Challenge 2: difficult coronary sinus access

Multiple approaches to CS cannulation are used and are operator-dependent. Techniques employing an electrophysiology catheter, soft-tipped guidewires, or soft-tip sheaths with contrast injection during CS cannulation have been well-described.¹¹ Challenges to cannulating the CS include a dilated right atrial cavity, prominent Thebesian valve, narrow CS body, and areas of focal stenosis in the CS. A routine approach of entering the right ventricle and then retracting the CS sheath from the para-Hisian region with a counterclockwise torque (orienting the tip of the sheath in a septal and inferior direction) generally helps to cannulate the CS ostium and prevent the sheath getting caught in a Thebesian valve. Occasionally, one encounters a CS ostium that is difficult to locate using this approach. Considering the lucency of the fat pad, a right anterior oblique projection can help to identify the general fluoroscopic location of the CS ostium. In rare cases, a venous-phase coronary angiogram can delineate the venous anatomy of the left ventricle and act as a fluoroscopic guide to CS cannulation. This can also help identify unusual cases of CS ostial atresia.¹²

Once the CS ostium is cannulated, further challenges with advancing the sheath into the CS body can present. This may be secondary to tortuosity or stenosis of the CS body and can be circumvented using tools that provide additional rail support such as inner sheaths or using an anchor balloon technique. One maneuver is to advance a vein selector over an angled 0.035-in (0.09-cm) Glidewire^® (Terumo, Tokyo, Japan) deep into the CS. Keeping the vein selector deep in the CS, the Glidewire^® (Terumo, Tokyo, Japan) is replaced with a 0.035-in (0.09-cm)-diameter, 180-cm-long J-tip Amplatz Extra Stiff™ wire (Boston Scientific, Natick, MA, USA) that acts as a stronger rail to advance the CS sheath across areas of narrowing in the CS body.
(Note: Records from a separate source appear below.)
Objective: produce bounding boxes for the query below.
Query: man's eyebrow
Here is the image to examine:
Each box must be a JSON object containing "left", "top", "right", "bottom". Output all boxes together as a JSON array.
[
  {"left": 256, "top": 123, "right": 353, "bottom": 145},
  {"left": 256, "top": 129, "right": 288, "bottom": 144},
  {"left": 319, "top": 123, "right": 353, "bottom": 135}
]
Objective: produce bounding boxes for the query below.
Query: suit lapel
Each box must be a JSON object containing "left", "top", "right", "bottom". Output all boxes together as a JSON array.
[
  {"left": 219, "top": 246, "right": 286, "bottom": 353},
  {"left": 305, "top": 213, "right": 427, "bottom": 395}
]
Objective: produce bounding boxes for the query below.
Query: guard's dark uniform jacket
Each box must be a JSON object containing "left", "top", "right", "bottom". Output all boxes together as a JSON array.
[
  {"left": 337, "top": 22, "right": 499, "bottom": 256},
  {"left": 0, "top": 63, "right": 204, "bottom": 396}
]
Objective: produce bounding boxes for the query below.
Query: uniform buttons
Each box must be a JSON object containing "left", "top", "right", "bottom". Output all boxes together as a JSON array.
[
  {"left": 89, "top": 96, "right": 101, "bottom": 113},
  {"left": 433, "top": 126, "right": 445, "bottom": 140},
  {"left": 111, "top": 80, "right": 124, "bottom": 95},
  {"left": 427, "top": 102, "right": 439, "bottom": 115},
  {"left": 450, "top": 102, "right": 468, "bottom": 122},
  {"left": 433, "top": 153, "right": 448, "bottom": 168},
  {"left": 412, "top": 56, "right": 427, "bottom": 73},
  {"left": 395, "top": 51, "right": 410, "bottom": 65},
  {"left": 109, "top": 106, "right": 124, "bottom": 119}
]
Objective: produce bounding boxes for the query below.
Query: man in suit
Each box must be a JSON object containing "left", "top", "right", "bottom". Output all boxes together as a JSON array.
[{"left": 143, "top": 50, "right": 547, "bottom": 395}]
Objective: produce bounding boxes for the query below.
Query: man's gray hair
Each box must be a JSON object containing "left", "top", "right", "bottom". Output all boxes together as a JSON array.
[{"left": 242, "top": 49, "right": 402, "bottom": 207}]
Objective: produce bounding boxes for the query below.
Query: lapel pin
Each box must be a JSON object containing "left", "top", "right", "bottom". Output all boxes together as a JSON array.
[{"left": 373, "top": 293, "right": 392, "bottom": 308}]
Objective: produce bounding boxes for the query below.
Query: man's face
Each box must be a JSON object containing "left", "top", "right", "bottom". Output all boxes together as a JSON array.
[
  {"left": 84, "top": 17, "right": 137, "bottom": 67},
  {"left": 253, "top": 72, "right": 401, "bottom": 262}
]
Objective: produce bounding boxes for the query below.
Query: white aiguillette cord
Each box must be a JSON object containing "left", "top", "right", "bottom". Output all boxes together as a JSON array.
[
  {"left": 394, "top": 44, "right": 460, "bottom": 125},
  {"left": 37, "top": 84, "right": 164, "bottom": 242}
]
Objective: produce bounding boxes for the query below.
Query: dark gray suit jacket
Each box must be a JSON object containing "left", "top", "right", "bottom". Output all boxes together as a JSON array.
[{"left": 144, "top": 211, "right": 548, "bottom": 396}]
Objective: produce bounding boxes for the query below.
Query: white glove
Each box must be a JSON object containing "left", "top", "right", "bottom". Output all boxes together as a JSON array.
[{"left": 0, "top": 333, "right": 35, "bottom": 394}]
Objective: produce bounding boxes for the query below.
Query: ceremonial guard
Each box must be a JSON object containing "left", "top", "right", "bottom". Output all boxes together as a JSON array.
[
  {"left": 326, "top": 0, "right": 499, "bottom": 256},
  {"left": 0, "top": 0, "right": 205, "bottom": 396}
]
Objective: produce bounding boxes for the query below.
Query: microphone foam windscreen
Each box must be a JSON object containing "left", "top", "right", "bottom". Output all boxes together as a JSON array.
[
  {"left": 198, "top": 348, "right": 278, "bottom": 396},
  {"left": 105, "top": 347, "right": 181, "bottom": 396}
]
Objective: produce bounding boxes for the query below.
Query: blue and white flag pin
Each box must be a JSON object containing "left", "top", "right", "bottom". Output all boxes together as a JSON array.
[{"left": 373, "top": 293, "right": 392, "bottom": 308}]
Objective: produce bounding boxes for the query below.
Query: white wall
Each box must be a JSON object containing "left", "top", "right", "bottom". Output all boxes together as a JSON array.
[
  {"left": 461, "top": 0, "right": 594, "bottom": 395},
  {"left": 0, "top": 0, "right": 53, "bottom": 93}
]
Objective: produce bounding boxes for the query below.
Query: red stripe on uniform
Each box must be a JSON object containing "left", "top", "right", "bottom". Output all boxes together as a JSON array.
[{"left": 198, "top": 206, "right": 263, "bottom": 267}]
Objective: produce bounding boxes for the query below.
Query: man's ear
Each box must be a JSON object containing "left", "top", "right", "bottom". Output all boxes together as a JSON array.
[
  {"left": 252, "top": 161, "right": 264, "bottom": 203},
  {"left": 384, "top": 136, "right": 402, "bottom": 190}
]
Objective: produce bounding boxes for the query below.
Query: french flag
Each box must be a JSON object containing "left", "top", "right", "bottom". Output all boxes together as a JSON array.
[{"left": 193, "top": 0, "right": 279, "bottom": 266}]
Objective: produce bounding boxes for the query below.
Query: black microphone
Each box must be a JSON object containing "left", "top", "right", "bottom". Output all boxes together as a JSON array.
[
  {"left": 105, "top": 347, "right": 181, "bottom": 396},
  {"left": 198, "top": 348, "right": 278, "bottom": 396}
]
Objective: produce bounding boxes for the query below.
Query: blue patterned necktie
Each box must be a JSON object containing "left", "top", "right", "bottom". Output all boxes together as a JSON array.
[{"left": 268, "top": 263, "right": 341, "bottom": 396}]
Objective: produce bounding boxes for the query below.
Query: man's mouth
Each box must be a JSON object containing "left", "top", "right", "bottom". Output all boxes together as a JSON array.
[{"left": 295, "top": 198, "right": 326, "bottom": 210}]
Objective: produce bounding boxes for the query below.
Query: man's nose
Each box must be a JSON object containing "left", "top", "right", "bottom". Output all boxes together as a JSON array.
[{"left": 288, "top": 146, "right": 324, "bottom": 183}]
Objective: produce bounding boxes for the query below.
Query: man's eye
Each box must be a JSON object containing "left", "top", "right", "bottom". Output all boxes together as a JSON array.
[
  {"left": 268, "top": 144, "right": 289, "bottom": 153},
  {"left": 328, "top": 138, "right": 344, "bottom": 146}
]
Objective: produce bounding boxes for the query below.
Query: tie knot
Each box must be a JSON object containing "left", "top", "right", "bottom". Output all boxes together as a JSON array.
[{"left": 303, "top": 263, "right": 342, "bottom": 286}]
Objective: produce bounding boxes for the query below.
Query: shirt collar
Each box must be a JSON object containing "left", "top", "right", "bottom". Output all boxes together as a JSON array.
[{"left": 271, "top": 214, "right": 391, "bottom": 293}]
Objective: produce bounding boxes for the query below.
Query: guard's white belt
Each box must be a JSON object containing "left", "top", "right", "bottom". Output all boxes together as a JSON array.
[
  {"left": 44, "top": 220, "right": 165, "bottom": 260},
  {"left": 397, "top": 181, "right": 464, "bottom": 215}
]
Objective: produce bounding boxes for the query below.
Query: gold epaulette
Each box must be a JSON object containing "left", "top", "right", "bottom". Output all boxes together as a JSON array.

Following this, the application of telescoping sheaths to selectively cannulate smaller branches of the CS can provide additional stability to the CS outer sheath during lead positioning and has been shown to reduce procedural time.¹³

A second technique available for difficult CS cannulation is the anchor balloon technique. With this approach, the ostium of the CS is engaged with a small-caliber sheath through which a 0.014-in (0.04-cm) angioplasty wire is advanced into the CS body. Then, a 3-mm compliant coronary balloon is advanced over the angioplasty wire deep into the CS and preferably into one of the tributaries of the CS, such as the anterior interventricular vein. The balloon is then inflated to create an anchor.¹⁴ With gentle traction on the balloon, the CS sheath is then advanced into the body of the CS and the angioplasty wire is exchanged to a 0.035-in (0.09-cm) Amplatz Extra Stiff™ wire (Boston Scientific, Natick, MA, USA) for additional rail support. With these techniques, most commercially available CS outer sheaths can be successfully advanced into the mid-CS to distal CS, enabling LV lead advancement.

Challenge 3: tortuous and stenotic venous branches

Once the CS sheaths are in place, a good-quality occlusive venogram helps the operator to identify venous branches of interest for the placement of LV pacing leads. A typical LV lead implant involves a technique of advancing the pacing lead over an angioplasty wire that is parked distally in a target branch. However, a frequent challenge encountered is small-caliber veins that do not accommodate the LV lead or tortuosity of the branches with acute angulations that impede lead advancement. This is a common cause for choosing a less tortuous, albeit suboptimal branch for LV lead placement, which significantly impacts the clinical benefit of biventricular pacing. Negating venous tortuosity by using telescoping sheaths to selectively cannulate venous branches can help straighten the path to LV lead advancement (Figures 2 and 3). Geometrically, the more acute the angle of take-off of a branch, the higher the chances of the forward force being transmitted back and causing dislodgement of the CS apparatus. Double-wiring the branch (Figure 4) or using additional support with stiffer guidewires can assist with selective cannulation of the venous branches with an inner sheath or vein selectors.¹⁵ Figure 5 illustrates common tools that are useful in cannulating tortuous branches and stepping up sheath support. A less commonly used technique in patients with stenosis of the venous branches in coronary venoplasty involves using a 3-mm angioplasty balloon.¹⁶ This has been reported to have a low incidence of adverse events and can help facilitate lead advancement in patients with very focal stenosis of the target vein (Figure 6).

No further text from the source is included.